All of the interior top surface regions of cover 30 within perimeter 35 are elevated above perimeter 35 and are also sloped to drain liquid materials from any internal region downward to perimeter 35. This description assumes an upright assembled cheese box with the cover on top, and with the top surface of cover 30 uppermost. The result is not necessarily a smooth dome, because many other considerations are also at work. It is preferable according to this invention, though, that no internal area within perimeter 35 be lacking a down sloping drainage path toward perimeter 35 so that no part of the upper surface of cover 35 will collect and retain liquids.

The underside of cover 30, as shown in FIGS. 12 and 14, includes spring engagement areas 36 that press against the compression springs 46, as illustrated in FIG. 1. The corresponding top surfaces 37 of spring regions 36 are sloped by small inclines toward perimeter 35 to promote top surface draining of liquid. Spring engagement areas 36 are preferably free of strengthening ribs 40.

Foot locators 29 in the form of projections raised upward from the upper surface of cover 30 are arranged at each corner to locate feet 59 of pallet base 55, which is best shown in FIG. 21. Projections 29 also engage openings 56 in connector links 54 to tie pairs of boxes together, as previously explained.

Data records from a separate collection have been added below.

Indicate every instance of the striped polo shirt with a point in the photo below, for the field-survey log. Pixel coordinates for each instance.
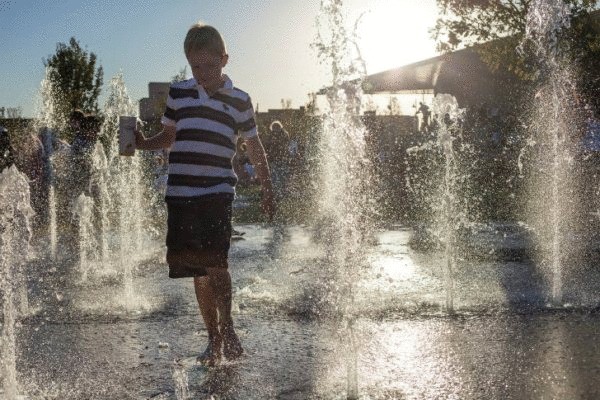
(200, 159)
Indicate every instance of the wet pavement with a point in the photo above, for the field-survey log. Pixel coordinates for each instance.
(305, 339)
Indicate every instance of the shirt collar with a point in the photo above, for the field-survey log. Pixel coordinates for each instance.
(227, 85)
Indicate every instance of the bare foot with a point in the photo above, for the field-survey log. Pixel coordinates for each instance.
(211, 356)
(232, 347)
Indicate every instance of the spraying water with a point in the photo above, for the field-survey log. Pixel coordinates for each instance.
(443, 186)
(15, 234)
(83, 209)
(552, 203)
(344, 174)
(47, 122)
(124, 191)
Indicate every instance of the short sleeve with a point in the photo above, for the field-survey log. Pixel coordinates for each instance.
(246, 124)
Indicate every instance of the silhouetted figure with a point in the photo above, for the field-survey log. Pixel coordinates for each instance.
(425, 116)
(6, 151)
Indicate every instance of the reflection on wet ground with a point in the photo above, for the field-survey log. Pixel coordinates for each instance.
(84, 341)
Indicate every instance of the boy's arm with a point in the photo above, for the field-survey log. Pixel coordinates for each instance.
(257, 156)
(162, 140)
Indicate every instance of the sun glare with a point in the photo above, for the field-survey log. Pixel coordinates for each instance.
(393, 33)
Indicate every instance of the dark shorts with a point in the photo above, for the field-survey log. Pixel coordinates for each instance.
(198, 235)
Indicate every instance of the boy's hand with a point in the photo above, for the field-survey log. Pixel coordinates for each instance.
(268, 203)
(139, 137)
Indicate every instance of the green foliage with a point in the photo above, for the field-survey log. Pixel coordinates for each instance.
(496, 28)
(77, 79)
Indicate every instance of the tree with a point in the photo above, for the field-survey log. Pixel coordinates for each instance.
(73, 72)
(497, 27)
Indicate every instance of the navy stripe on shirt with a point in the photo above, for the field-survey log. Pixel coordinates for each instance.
(201, 135)
(206, 113)
(199, 181)
(181, 157)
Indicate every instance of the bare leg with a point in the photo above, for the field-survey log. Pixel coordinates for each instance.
(208, 309)
(220, 280)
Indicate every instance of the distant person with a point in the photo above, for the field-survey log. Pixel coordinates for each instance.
(29, 159)
(6, 150)
(425, 116)
(82, 149)
(202, 119)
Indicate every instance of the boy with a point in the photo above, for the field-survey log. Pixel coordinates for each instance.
(202, 119)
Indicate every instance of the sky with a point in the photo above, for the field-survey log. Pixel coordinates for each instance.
(269, 42)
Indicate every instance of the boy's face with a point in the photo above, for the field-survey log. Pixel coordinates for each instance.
(207, 68)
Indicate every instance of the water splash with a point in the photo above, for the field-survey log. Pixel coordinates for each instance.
(124, 192)
(552, 204)
(15, 234)
(47, 122)
(439, 180)
(83, 209)
(345, 189)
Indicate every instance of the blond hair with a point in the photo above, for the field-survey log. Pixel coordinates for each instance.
(204, 37)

When pallet feet 59 rest against connector links 54 positioned over foot locator projections 29 on adjacent covers of cheese boxes, they press down on connector links 54 to ensure that they remain connected to foot projections 29 and tie adjacent pallet boxes together. Other top surface projections 27 near corners of perimeter 35 are involved in cover-to-cover nesting and cover-to-pallet nesting for compact return shipment. Projections 27 also help ensure proper location of pallet feet 59 on cover 30.

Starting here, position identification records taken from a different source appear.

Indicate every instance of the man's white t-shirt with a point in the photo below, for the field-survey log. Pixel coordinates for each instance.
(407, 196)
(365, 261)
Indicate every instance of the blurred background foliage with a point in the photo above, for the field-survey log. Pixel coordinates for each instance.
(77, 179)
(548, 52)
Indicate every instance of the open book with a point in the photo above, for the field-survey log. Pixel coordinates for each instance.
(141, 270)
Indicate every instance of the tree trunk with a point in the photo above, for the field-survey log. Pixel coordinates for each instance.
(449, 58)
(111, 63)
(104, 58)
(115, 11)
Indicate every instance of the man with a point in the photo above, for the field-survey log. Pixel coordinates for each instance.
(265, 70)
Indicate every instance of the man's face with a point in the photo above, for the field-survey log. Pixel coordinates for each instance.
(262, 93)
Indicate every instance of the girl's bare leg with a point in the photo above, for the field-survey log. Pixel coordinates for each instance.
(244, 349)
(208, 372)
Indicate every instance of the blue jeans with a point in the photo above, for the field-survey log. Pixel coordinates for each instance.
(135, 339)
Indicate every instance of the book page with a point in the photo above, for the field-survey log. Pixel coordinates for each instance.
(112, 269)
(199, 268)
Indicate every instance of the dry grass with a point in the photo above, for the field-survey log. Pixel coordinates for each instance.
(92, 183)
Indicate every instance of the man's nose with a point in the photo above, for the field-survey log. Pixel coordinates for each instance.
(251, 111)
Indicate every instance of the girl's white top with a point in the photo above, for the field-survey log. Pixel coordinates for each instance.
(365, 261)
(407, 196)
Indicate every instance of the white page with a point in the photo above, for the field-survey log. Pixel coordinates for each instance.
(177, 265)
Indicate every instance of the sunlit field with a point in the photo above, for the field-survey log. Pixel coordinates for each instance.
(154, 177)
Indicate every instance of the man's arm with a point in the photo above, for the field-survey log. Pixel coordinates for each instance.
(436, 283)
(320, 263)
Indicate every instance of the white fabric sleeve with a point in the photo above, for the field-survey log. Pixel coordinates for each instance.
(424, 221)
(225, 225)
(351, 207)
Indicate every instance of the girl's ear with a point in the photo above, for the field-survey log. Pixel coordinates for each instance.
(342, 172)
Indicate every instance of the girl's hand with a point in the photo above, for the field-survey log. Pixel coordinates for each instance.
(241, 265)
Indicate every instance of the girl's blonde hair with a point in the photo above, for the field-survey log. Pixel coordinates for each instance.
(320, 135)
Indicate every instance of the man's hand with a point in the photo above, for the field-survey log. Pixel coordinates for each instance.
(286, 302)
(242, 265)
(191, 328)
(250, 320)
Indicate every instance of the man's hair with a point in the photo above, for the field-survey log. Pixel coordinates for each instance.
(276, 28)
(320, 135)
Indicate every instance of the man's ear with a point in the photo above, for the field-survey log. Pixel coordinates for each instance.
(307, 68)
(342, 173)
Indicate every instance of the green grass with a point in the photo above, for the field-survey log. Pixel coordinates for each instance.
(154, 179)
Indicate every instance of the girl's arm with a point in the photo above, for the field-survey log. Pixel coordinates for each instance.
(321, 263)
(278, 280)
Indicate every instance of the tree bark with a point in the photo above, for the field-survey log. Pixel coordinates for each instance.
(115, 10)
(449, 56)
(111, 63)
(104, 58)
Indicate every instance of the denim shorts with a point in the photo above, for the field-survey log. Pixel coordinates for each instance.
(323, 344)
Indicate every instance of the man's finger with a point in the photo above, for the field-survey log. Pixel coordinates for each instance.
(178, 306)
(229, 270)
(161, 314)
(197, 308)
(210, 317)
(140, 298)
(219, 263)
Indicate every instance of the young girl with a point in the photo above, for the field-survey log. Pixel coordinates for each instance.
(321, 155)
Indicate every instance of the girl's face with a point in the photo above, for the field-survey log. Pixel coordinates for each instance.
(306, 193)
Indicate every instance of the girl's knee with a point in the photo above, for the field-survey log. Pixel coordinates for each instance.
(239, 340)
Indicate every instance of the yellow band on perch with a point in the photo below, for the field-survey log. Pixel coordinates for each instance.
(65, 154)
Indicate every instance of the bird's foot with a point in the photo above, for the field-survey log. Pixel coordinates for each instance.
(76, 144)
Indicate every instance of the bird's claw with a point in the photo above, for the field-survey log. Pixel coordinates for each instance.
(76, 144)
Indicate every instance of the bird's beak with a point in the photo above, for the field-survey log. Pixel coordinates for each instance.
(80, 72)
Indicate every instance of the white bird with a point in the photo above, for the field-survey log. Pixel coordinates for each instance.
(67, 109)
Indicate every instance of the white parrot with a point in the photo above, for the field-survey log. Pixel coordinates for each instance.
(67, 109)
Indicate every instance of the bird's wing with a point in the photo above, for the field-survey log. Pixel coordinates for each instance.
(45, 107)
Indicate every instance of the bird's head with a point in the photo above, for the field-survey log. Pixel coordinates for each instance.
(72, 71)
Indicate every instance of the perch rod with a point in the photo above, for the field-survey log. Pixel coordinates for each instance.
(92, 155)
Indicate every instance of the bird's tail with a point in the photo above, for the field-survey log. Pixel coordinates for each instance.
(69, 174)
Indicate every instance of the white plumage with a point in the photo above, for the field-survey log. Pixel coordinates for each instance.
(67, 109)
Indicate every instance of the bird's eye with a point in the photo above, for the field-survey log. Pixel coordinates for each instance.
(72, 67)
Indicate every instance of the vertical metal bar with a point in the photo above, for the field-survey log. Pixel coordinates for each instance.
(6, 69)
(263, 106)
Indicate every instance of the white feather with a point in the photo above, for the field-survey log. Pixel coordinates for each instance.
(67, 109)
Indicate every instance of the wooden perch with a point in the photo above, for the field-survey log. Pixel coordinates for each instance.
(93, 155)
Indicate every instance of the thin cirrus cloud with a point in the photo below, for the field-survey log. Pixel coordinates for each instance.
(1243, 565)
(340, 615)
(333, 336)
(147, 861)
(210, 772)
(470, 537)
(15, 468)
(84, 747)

Since liquid drainage from central regions of cover 30 toward perimeter 35 tends to be obstructed in the places where pallet feet 59 rest against a top surface of cover 30, this has been remedied by providing foot rests 26 to engage pallet foot regions 56 while leaving drainage paths 25 sloping downward from spring regions 37 past foot locator projections 29. This ensures that drainage occurs even around regions that might otherwise be blocked by pallet feet 59 and 56.

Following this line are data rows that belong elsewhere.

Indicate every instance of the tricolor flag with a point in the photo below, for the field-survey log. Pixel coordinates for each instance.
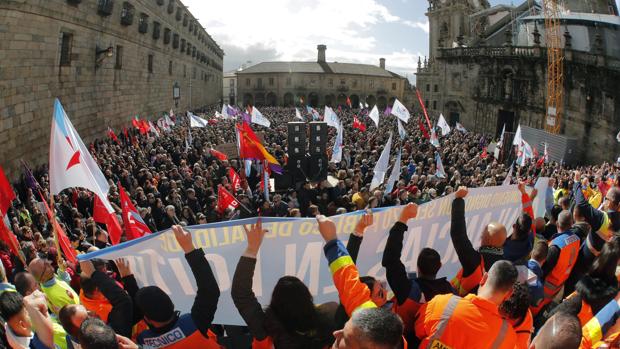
(135, 226)
(225, 200)
(374, 115)
(445, 128)
(258, 118)
(71, 164)
(399, 110)
(440, 172)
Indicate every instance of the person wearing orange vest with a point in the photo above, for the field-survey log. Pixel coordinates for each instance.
(169, 329)
(474, 263)
(411, 293)
(449, 321)
(368, 326)
(561, 258)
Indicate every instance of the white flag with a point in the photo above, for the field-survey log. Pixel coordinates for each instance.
(331, 118)
(382, 165)
(196, 121)
(399, 110)
(337, 151)
(445, 128)
(394, 175)
(258, 118)
(374, 115)
(71, 164)
(517, 140)
(401, 130)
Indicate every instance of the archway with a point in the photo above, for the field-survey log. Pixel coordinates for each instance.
(289, 99)
(248, 99)
(342, 100)
(272, 99)
(329, 100)
(371, 101)
(313, 99)
(382, 102)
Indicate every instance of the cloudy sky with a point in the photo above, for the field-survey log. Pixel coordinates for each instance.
(353, 30)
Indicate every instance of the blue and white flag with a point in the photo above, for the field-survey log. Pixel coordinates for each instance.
(401, 130)
(399, 110)
(394, 175)
(258, 118)
(440, 173)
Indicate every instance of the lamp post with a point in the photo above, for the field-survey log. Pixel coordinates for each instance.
(176, 94)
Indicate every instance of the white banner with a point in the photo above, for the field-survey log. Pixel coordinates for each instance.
(294, 246)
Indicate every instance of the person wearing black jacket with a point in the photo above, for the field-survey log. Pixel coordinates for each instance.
(411, 293)
(191, 330)
(491, 247)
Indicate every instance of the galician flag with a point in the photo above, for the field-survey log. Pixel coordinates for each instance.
(196, 121)
(399, 110)
(445, 128)
(258, 118)
(71, 164)
(382, 165)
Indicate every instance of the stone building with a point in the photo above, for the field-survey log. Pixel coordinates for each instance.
(488, 67)
(318, 83)
(106, 60)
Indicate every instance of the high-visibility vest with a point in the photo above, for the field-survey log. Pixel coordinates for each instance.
(464, 285)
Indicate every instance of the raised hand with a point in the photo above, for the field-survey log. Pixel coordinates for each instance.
(364, 223)
(409, 211)
(327, 228)
(184, 238)
(255, 235)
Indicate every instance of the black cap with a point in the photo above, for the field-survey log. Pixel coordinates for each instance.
(155, 304)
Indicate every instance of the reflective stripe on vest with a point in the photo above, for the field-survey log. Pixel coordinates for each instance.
(444, 319)
(500, 336)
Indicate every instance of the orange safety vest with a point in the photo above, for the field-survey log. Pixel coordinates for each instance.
(464, 285)
(568, 244)
(449, 321)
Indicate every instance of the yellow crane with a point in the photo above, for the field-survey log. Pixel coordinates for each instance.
(555, 67)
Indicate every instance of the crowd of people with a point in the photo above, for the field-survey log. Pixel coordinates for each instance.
(545, 282)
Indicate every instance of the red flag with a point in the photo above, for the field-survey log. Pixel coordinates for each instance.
(112, 135)
(63, 240)
(235, 180)
(358, 124)
(101, 215)
(219, 155)
(424, 132)
(6, 193)
(225, 200)
(135, 226)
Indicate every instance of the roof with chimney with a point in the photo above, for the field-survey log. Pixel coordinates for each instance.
(319, 67)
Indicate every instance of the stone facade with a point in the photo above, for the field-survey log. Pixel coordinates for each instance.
(57, 49)
(486, 86)
(318, 84)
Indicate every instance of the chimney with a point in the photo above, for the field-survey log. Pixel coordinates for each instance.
(321, 56)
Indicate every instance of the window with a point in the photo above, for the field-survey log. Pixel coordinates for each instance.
(65, 49)
(119, 57)
(150, 63)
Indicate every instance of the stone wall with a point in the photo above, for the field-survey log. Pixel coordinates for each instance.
(137, 79)
(317, 89)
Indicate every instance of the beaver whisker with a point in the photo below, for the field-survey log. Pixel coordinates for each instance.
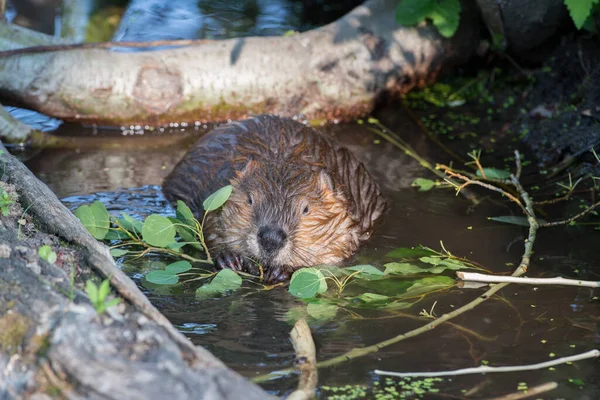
(288, 178)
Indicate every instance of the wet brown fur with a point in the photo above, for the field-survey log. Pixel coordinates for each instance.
(283, 167)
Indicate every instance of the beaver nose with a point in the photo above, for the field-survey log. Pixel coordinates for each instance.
(271, 239)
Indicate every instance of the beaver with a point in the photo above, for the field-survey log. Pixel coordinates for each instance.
(299, 197)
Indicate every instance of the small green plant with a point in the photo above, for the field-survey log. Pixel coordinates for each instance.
(99, 294)
(46, 253)
(6, 201)
(414, 273)
(444, 14)
(581, 12)
(163, 235)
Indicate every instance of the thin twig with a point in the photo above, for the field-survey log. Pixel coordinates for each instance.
(522, 268)
(573, 218)
(468, 181)
(477, 277)
(485, 369)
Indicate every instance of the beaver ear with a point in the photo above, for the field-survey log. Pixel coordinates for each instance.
(326, 182)
(248, 168)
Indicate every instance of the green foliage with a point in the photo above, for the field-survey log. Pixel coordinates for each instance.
(158, 231)
(46, 253)
(445, 14)
(423, 184)
(580, 10)
(6, 201)
(95, 219)
(99, 295)
(307, 282)
(225, 281)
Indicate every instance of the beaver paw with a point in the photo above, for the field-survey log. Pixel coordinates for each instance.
(227, 260)
(277, 275)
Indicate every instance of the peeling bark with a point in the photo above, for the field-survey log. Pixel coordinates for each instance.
(334, 72)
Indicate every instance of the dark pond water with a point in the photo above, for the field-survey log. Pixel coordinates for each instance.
(249, 329)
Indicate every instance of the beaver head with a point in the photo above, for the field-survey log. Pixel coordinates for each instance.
(286, 216)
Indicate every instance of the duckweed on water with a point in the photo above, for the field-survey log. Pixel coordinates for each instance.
(390, 389)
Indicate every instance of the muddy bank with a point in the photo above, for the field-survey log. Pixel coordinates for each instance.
(55, 343)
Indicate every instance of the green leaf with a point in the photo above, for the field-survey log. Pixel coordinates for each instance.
(307, 282)
(115, 235)
(403, 269)
(158, 231)
(95, 219)
(493, 173)
(367, 272)
(162, 277)
(405, 252)
(580, 10)
(118, 252)
(130, 223)
(373, 297)
(103, 290)
(411, 12)
(446, 17)
(185, 215)
(224, 281)
(92, 291)
(217, 199)
(322, 312)
(46, 253)
(178, 267)
(423, 184)
(397, 305)
(176, 245)
(187, 231)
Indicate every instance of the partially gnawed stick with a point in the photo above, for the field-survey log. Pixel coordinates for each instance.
(306, 361)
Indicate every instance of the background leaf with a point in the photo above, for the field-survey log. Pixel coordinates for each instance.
(158, 231)
(411, 12)
(162, 277)
(580, 10)
(178, 267)
(446, 17)
(224, 281)
(423, 184)
(307, 282)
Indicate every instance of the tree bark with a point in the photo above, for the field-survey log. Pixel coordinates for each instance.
(334, 72)
(51, 341)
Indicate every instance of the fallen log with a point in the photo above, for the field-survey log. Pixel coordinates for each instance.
(338, 71)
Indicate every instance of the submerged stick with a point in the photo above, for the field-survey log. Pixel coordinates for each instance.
(476, 277)
(522, 268)
(484, 369)
(306, 361)
(530, 392)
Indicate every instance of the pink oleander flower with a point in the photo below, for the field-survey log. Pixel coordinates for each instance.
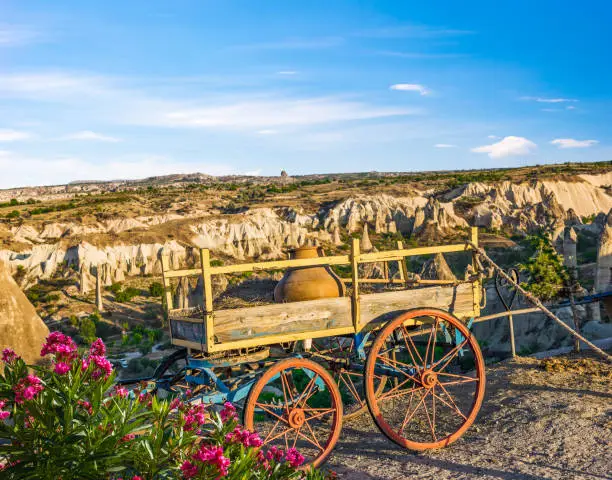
(127, 438)
(98, 348)
(86, 405)
(228, 412)
(213, 455)
(27, 388)
(62, 346)
(275, 453)
(189, 469)
(294, 458)
(9, 355)
(61, 368)
(101, 366)
(121, 392)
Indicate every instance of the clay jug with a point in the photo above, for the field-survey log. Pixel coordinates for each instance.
(308, 283)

It would be too expensive and cumbersome to make a molded cover 30 strong and durable enough as a flat plastic element. The better and therefore preferred alternative illustrated in FIGS. 11-19 is to form strengthening ribs 40 on the underside of cover 30, as shown in the cross-sectional views of FIGS. 15-21 and in the perspective view of FIG. 14. Such strengthening ribs 40 are preferably formed clear of spring regions 36 and are arranged to strengthen interior regions of cover 30 so that it does not dome upward in response to the force of springs 46. Strengthening ribs 40 also support and help form the top surface contours of cover 30 that are important for draining liquids toward perimeter 35. Ribs 40 preferably do not extend downward from the underside of cover 30 to a level below inner ledge 42. This helps keep covers compact and nestable within each other. Since liquid drainage preferably occurs both crosswise and lengthwise of cover 30, ribs 40 are designed to support the sloping drainage surfaces from all central regions of cover 30 to periphery 35. Ribs 40 are also designed to make cover nesting compact so that ribs do not extend so far below cover 30 as to impractically expand the dimensions of nested covers.

Projections 27 help locate covers within a pallet base when covers 30 are stacked together in a pallet base 55 as shown in FIGS. 6 and 9. Notches 43 afford another locating feature on a top surface of cover 30. These engage with ribs 53 (FIG. 24) extending downward from pallet base 55 to help guide the feet 59 of a pallet base into proper position with cover 30. Several location features thus cooperate to ensure that each pallet base 55 registers with its predetermined position on top of a cover 30, which facilitates stacking cheese boxes.